Una cosa esta clara: hay que pensárselo antes de tener hijos en estas
condiciones.
Pero
el caso es que, aunque se me llame antiguo, he de decir que es bueno tenerlos,
no parece que sea muy necesario argumentar a favor de la perpetuación de la
especie. Y, por si este pequeño motivo no bastara, están otros, como la
realización personal que para muchos representa el hecho de tener hijos, lo que
alegran la vida y las calles los niños o –esto, para los más preocupados por la
economía- que a la larga para un país y una sociedad el envejecimiento es un
pésimo negocio: ¡qué caro y qué inviable acabaría resultando un país de viejos
ocupándose de cuidar a viejísimos!
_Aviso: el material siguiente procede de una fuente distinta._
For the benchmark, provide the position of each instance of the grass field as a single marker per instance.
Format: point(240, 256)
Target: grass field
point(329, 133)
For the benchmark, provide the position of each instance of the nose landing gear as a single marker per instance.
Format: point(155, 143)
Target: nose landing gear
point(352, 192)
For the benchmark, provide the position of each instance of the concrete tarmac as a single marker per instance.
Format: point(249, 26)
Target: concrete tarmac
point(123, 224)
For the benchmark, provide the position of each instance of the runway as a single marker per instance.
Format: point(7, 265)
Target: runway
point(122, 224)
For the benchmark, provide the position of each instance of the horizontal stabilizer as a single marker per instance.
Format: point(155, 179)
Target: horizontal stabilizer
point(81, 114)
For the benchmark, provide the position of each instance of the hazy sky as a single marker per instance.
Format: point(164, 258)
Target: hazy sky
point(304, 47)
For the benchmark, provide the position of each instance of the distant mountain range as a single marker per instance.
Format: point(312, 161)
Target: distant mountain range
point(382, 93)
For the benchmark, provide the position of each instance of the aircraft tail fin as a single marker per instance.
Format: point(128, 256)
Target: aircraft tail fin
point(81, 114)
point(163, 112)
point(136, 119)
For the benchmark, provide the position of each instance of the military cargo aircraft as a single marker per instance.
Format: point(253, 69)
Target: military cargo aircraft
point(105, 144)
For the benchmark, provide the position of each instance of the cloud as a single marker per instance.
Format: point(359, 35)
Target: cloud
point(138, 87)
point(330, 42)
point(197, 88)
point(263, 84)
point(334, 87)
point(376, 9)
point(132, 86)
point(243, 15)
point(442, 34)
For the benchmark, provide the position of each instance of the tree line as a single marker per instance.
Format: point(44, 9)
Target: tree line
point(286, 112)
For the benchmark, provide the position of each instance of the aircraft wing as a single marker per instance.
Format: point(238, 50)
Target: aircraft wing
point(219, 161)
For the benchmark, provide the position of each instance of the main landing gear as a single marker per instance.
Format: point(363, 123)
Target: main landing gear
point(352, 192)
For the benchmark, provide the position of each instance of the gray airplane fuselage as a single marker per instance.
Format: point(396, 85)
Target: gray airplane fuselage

Vamos camino de ello, a no ser que como
sociedad consigamos alcanzar e incluso superar ese 2’1 de índice de fecundidad,
al que, si llaman de reemplazo, será por algo. Cualquier gobierno realmente
preocupado por un resurgir en todos los sentidos, debería tomarse muy en serio
el diseñar políticas a favor de la natalidad: ¿ha oído alguien a algún partido
pronunciarse en serio a este respecto?